И тем не менее Райф был готов поклясться, что чувствует на себе свиные глазки архишерифа Лааха, высматривающего из своих окон наверху в толпе одного конкретного вора.
«Это лишь игра воображения, Райф. Перестань дрожать».
Райф напомнил себе, что ему больше ничто не угрожает с тех пор, как почти две недели назад караван с каменоломен Мела наконец прибыл в Наковальню. В суете разгрузки Райф незаметно ускользнул, быстро пройдя вдоль вереницы повозок, мимо двух огромных пескокрабов, чьи прочные панцири были окутаны паром, поскольку их обливали водой, чтобы остудить. Возница успокаивал животных мелодичным пением, каждой нежной нотой проникая им в мозг, скрытый толстым слоем мышц и панцирем.

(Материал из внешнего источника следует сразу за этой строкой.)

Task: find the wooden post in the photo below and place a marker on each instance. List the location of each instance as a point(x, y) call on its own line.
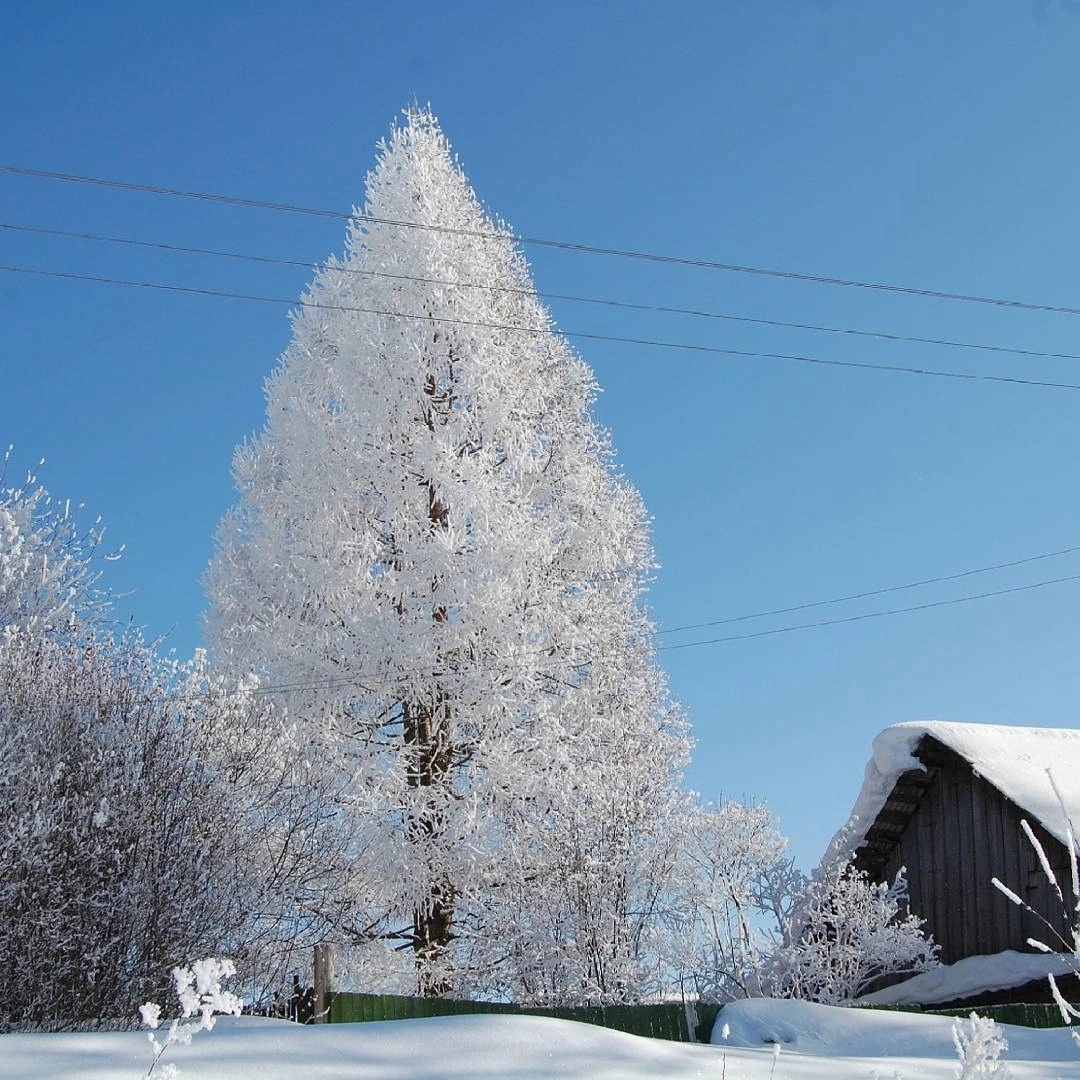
point(324, 983)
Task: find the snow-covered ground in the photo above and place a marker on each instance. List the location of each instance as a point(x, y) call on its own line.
point(815, 1043)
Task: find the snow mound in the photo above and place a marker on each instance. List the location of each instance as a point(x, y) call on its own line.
point(971, 975)
point(831, 1031)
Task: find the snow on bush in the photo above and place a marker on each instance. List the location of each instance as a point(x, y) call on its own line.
point(200, 993)
point(845, 933)
point(979, 1043)
point(49, 581)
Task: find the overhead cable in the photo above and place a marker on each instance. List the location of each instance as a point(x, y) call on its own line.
point(566, 297)
point(541, 242)
point(578, 335)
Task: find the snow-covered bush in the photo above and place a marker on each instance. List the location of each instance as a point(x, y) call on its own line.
point(201, 998)
point(148, 810)
point(846, 932)
point(1068, 947)
point(733, 891)
point(979, 1043)
point(49, 580)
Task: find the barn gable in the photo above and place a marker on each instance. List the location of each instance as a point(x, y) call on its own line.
point(946, 800)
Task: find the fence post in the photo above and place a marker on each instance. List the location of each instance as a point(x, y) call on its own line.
point(324, 983)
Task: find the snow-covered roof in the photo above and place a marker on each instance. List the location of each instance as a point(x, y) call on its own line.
point(1013, 759)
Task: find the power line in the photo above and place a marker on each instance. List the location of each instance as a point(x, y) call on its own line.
point(580, 335)
point(362, 678)
point(868, 615)
point(873, 592)
point(541, 242)
point(601, 301)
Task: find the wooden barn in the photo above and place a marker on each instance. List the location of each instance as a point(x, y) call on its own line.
point(946, 800)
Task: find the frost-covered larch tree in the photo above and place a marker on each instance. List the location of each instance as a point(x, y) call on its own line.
point(435, 562)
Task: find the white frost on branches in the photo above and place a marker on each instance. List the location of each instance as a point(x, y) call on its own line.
point(436, 566)
point(48, 577)
point(201, 995)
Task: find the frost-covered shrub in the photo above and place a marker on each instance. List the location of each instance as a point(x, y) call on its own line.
point(1067, 947)
point(147, 815)
point(111, 829)
point(979, 1043)
point(846, 932)
point(200, 994)
point(49, 580)
point(733, 891)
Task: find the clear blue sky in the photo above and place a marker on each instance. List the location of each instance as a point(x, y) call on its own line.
point(922, 144)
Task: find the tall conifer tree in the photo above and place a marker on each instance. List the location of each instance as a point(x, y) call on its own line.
point(434, 554)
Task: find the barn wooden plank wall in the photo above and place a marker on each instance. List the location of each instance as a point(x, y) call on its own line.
point(954, 832)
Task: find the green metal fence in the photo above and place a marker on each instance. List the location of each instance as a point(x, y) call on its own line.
point(676, 1022)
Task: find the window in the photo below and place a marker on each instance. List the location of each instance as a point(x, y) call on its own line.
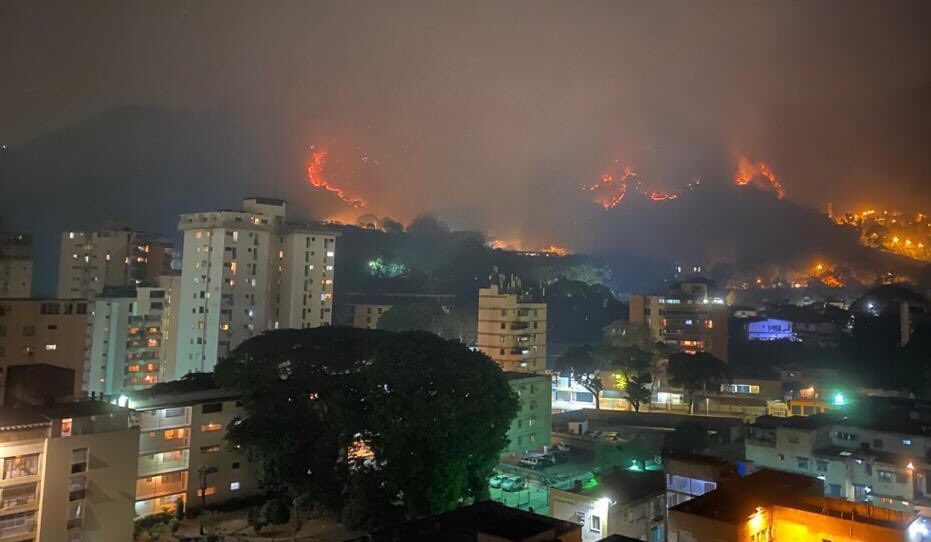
point(596, 524)
point(19, 466)
point(210, 408)
point(209, 491)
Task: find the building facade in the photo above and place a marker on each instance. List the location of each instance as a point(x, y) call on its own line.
point(49, 331)
point(622, 503)
point(183, 454)
point(770, 506)
point(690, 317)
point(510, 331)
point(532, 427)
point(244, 272)
point(88, 262)
point(884, 464)
point(15, 265)
point(128, 347)
point(66, 474)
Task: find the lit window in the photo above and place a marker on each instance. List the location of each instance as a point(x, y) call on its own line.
point(596, 524)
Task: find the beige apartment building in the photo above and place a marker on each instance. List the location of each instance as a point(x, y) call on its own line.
point(44, 331)
point(691, 317)
point(511, 331)
point(15, 265)
point(532, 427)
point(245, 272)
point(183, 454)
point(66, 474)
point(115, 255)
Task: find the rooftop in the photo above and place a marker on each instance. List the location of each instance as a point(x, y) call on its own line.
point(625, 486)
point(468, 523)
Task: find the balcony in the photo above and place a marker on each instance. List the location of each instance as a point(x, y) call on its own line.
point(159, 486)
point(164, 441)
point(150, 465)
point(166, 418)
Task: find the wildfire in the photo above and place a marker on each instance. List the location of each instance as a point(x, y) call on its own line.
point(610, 191)
point(318, 179)
point(748, 171)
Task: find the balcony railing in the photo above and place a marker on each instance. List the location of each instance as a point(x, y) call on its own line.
point(150, 465)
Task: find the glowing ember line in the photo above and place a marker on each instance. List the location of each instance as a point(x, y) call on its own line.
point(317, 179)
point(748, 171)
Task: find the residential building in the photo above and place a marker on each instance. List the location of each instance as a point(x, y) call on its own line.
point(127, 340)
point(532, 427)
point(486, 521)
point(873, 452)
point(364, 310)
point(691, 317)
point(115, 255)
point(624, 502)
point(690, 475)
point(15, 265)
point(244, 272)
point(183, 454)
point(511, 330)
point(770, 506)
point(52, 331)
point(66, 474)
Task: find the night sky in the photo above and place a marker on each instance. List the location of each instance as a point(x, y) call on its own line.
point(492, 114)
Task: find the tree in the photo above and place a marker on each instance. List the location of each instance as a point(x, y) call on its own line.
point(638, 390)
point(694, 372)
point(429, 415)
point(689, 437)
point(418, 315)
point(586, 363)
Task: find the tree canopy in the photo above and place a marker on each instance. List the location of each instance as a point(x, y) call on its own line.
point(378, 426)
point(694, 372)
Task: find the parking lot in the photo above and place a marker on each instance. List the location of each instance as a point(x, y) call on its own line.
point(535, 494)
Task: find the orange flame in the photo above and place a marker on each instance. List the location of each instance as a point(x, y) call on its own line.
point(748, 171)
point(317, 178)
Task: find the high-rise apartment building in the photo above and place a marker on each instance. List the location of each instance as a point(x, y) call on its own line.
point(531, 428)
point(65, 472)
point(15, 265)
point(245, 272)
point(183, 454)
point(512, 331)
point(691, 317)
point(44, 331)
point(130, 345)
point(113, 256)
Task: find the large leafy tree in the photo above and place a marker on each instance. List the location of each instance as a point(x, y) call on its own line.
point(378, 426)
point(697, 372)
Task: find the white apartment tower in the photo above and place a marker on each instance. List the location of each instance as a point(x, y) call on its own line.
point(113, 256)
point(132, 342)
point(244, 272)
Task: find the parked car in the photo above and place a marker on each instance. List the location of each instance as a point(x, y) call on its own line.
point(514, 483)
point(534, 462)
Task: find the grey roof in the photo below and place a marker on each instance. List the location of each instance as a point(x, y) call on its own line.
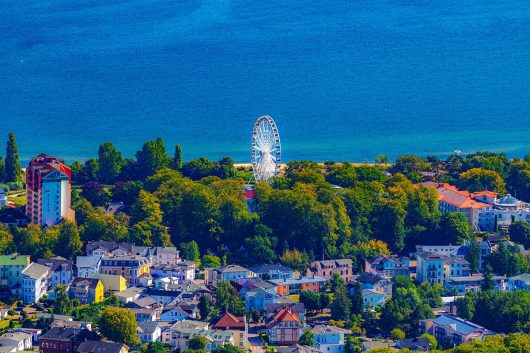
point(87, 261)
point(460, 325)
point(297, 348)
point(99, 347)
point(35, 271)
point(266, 268)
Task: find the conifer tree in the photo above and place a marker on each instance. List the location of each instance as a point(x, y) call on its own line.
point(12, 163)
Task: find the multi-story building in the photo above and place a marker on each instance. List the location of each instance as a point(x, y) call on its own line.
point(61, 270)
point(87, 265)
point(213, 275)
point(48, 188)
point(64, 339)
point(3, 198)
point(453, 330)
point(388, 266)
point(285, 327)
point(34, 282)
point(87, 290)
point(237, 325)
point(326, 269)
point(294, 286)
point(275, 271)
point(130, 267)
point(328, 338)
point(11, 267)
point(182, 271)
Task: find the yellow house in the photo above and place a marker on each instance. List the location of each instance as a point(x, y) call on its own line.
point(113, 283)
point(87, 290)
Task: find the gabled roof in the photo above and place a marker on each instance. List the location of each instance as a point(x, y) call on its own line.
point(100, 347)
point(283, 315)
point(81, 281)
point(228, 321)
point(35, 271)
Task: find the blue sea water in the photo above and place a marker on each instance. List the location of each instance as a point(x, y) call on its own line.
point(344, 80)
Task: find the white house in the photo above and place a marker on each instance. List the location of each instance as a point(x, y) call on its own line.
point(88, 265)
point(21, 341)
point(328, 338)
point(34, 282)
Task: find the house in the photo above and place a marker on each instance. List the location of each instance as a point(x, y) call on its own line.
point(64, 340)
point(520, 282)
point(298, 308)
point(61, 270)
point(430, 267)
point(297, 348)
point(11, 267)
point(34, 282)
point(374, 282)
point(181, 331)
point(87, 290)
point(453, 330)
point(143, 315)
point(294, 286)
point(129, 295)
point(372, 298)
point(237, 325)
point(90, 346)
point(326, 269)
point(87, 265)
point(414, 344)
point(159, 255)
point(111, 283)
point(183, 271)
point(21, 341)
point(275, 271)
point(228, 273)
point(258, 297)
point(130, 267)
point(105, 248)
point(149, 331)
point(284, 328)
point(388, 266)
point(328, 338)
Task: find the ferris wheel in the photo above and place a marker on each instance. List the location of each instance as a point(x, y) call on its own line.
point(266, 149)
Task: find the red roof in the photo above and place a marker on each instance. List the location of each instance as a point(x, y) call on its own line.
point(228, 321)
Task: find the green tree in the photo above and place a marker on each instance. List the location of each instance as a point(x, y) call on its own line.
point(69, 242)
point(155, 347)
point(227, 299)
point(397, 334)
point(152, 157)
point(488, 283)
point(357, 299)
point(190, 251)
point(6, 240)
point(119, 325)
point(433, 343)
point(477, 179)
point(12, 163)
point(62, 305)
point(110, 162)
point(177, 159)
point(197, 342)
point(307, 338)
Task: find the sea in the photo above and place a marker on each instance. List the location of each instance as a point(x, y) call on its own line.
point(343, 79)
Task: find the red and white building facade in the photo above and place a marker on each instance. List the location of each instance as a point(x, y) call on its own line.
point(48, 187)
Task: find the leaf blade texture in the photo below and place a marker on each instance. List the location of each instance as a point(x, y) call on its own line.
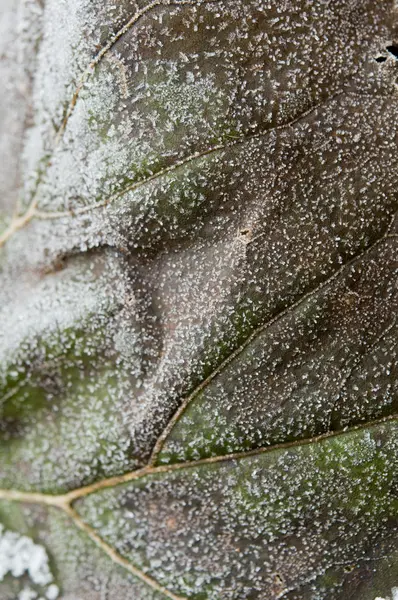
point(198, 298)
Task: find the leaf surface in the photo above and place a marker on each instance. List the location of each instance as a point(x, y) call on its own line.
point(198, 298)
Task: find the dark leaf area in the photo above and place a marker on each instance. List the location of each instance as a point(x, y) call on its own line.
point(198, 299)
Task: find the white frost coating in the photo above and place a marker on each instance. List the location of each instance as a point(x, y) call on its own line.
point(52, 592)
point(19, 555)
point(394, 592)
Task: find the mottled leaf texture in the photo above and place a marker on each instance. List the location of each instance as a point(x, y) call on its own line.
point(198, 300)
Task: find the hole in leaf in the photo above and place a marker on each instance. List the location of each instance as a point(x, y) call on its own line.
point(393, 50)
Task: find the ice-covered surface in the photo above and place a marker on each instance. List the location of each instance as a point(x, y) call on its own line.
point(79, 570)
point(213, 194)
point(266, 526)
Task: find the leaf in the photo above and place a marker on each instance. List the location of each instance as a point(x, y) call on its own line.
point(198, 349)
point(61, 561)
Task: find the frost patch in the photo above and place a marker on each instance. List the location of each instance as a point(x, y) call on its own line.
point(394, 596)
point(19, 555)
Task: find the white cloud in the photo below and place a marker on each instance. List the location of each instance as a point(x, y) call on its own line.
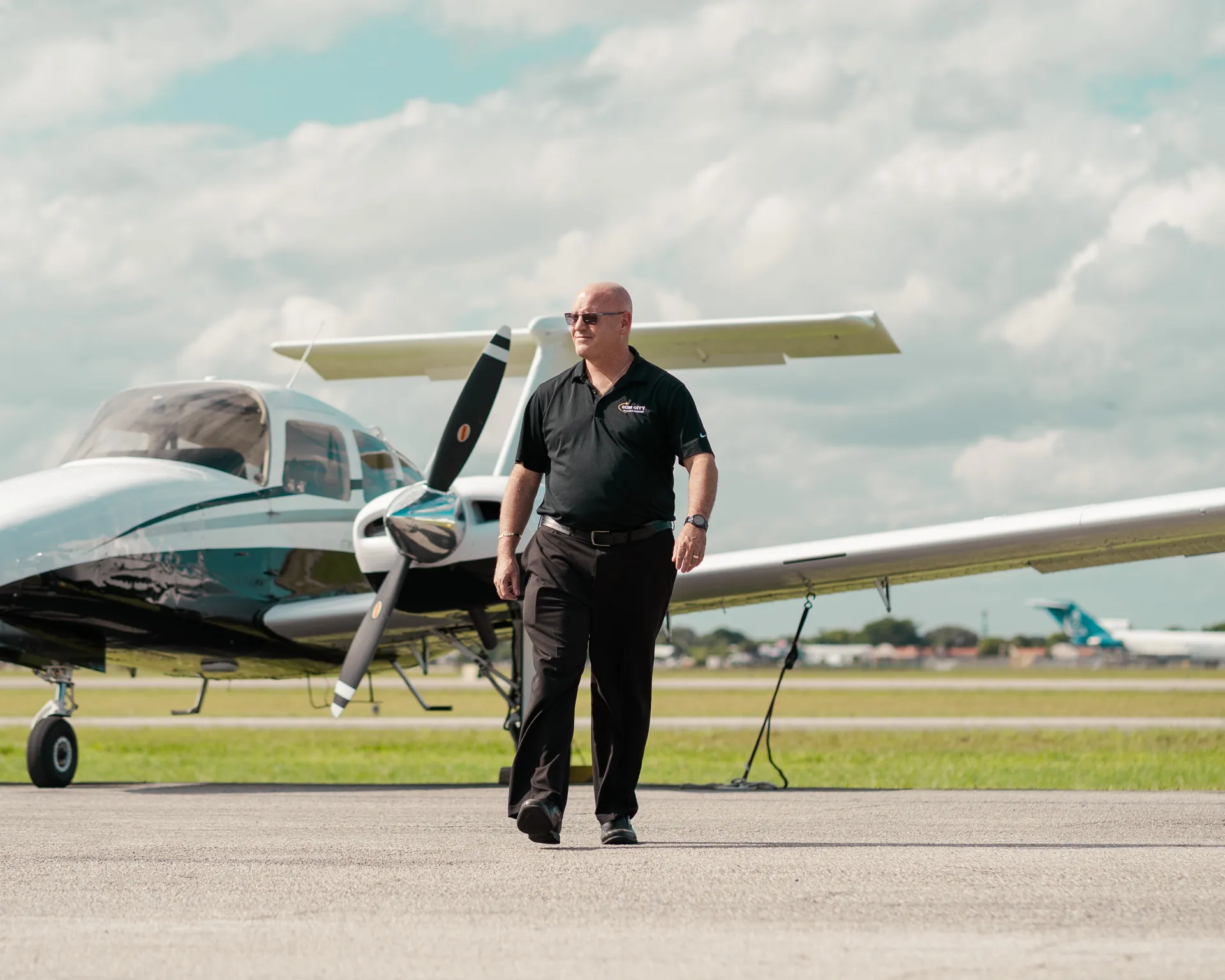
point(1046, 265)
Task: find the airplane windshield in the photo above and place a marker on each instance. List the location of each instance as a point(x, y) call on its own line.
point(222, 427)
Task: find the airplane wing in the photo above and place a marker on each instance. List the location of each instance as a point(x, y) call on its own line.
point(1050, 542)
point(694, 343)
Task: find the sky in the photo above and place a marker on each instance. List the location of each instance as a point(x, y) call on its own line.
point(1030, 197)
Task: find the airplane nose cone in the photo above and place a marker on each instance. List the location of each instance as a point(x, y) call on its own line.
point(65, 516)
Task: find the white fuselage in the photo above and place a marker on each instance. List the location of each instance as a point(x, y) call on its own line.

Этот печальный, жалобный напев как нельзя лучше соответствовал возвращению Райфа в Наковальню. Беглец даже остановился, чтобы послушать, насладиться, узнавая тему одиночества, многократно повторяемую в припеве. Мелодия пленила его, как и двух гигантских пескокрабов. Хотя подобное мастерство встречалось редко и щедро вознаграждалось, простые люди обыкновенно чурались тех, кто им обладал. По мере того как города разрастались, занимая все более обширные земли, такая тонкая связь с природой, с дикими уголками мира вызывала презрение, становясь пережитком уходящей эпохи, когда человеку приходилось ежедневно сражаться с клыками и когтями, со льдом и огнем.